Determinadas especies pueden vivir junto a surtidores de aguas termales casi
hirviendo, o en los hielos permanentes de la Antártida, o dentro de una piedra.
Los científicos han llegado a reanimar bacterias que habían permanecido en
estado de animación suspendida durante 250 Ma, dentro de cristales de sal
enterrados bien profundo bajo tierra. Se dice que algunos microorganismos pueden
incluso resistir las condiciones extremas del espacio interplanetario,
barajándose la teoría de que la Vida pudo llegar a la Tierra hace 4.000 Ma en
forma de microbios, transportados por meteoritos desde alguna otra parte.
Mirando al futuro, es bastante probable que si encontramos Vida en Marte o
en las lunas de Júpiter (Europa) o Saturno (Encélado, Titán) esta sea microscópica;
por eso las misiones de exploración a estos lugares del Sistema Solar
suelen incluir al final de sus programas la destrucción total de la correspondiente
sonda o satélite, para no contaminarlos con microorganismos de la Tierra que
puedan suponer una amenaza para la supervivencia de la posible Vida autóctona.
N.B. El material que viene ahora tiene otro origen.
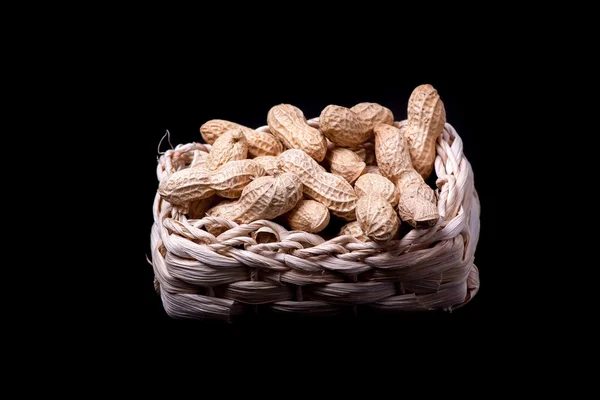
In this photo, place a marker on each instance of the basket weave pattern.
(200, 276)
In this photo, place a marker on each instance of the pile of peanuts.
(358, 166)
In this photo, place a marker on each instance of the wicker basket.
(200, 276)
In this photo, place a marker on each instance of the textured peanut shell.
(417, 202)
(350, 127)
(377, 184)
(426, 120)
(366, 152)
(343, 127)
(259, 143)
(377, 218)
(353, 228)
(229, 180)
(269, 163)
(344, 163)
(186, 186)
(373, 114)
(346, 216)
(389, 142)
(227, 209)
(231, 146)
(198, 208)
(268, 197)
(372, 169)
(289, 125)
(308, 216)
(331, 190)
(361, 153)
Así la sonda Cassini, después de investigar Saturno y sus lunas durante más de
una década, se lanzará a mediados de septiembre hacia el gigante gaseoso hasta
desintegrarse totalmente por el rozamiento, una última fase de la misión a la
que se ha dado el nombre de Gran Final.
Está claro pues que los microorganismos han existido desde los albores del
Sistema Solar, pero ¿desde cuándo tenemos los humanos conocimiento de ellos? El
científico holandés Anton van Leeuwenhoek
fue el primero en observar microbios en el S.XVII gracias a un microscopio de
gran aumento, con lentes de alta calidad de factura propia. El uso de estas
nuevas tecnologías fue de la mano de los potentes métodos de investigación
propios de la Ciencia moderna: os invito a que descubráis por vuestra cuenta historias
como la del doctor John Snow de Londres, y cómo ayudó a detener el brote de cólera de Broad Street a mediados
del S.XIX; o la de cómo Barry Marshall se inoculó él mismo la bacteria helicobacter
pylori para demostrar que era la causante de la úlcera de estómago,
ya en el S.XX.
El estudio de todo lo relacionado con la Vida microscópica nos depara aún hoy
muchas sorpresas, y algunos de los descubrimientos más recientes al respecto
han sido auténticos bombazos, abriendo un amplio abanico de campos para investigar. Por ejemplo, los experimentos
con ratones criados en medios totalmente estériles, sin microbios, nos están
permitiendo descubrir muchas cosas sobre cómo funciona la microbiota intestinal,
también conocida actualmente como “el segundo cerebro”,
que tiene una influencia decisiva en nuestra salud… En definitiva, puede que estos
bichitos sean demasiado pequeños para verlos solo con los ojos, pero gracias a
la Ciencia sí podemos verlos con la mente
y darnos cuenta de que su importancia es increíblemente grande.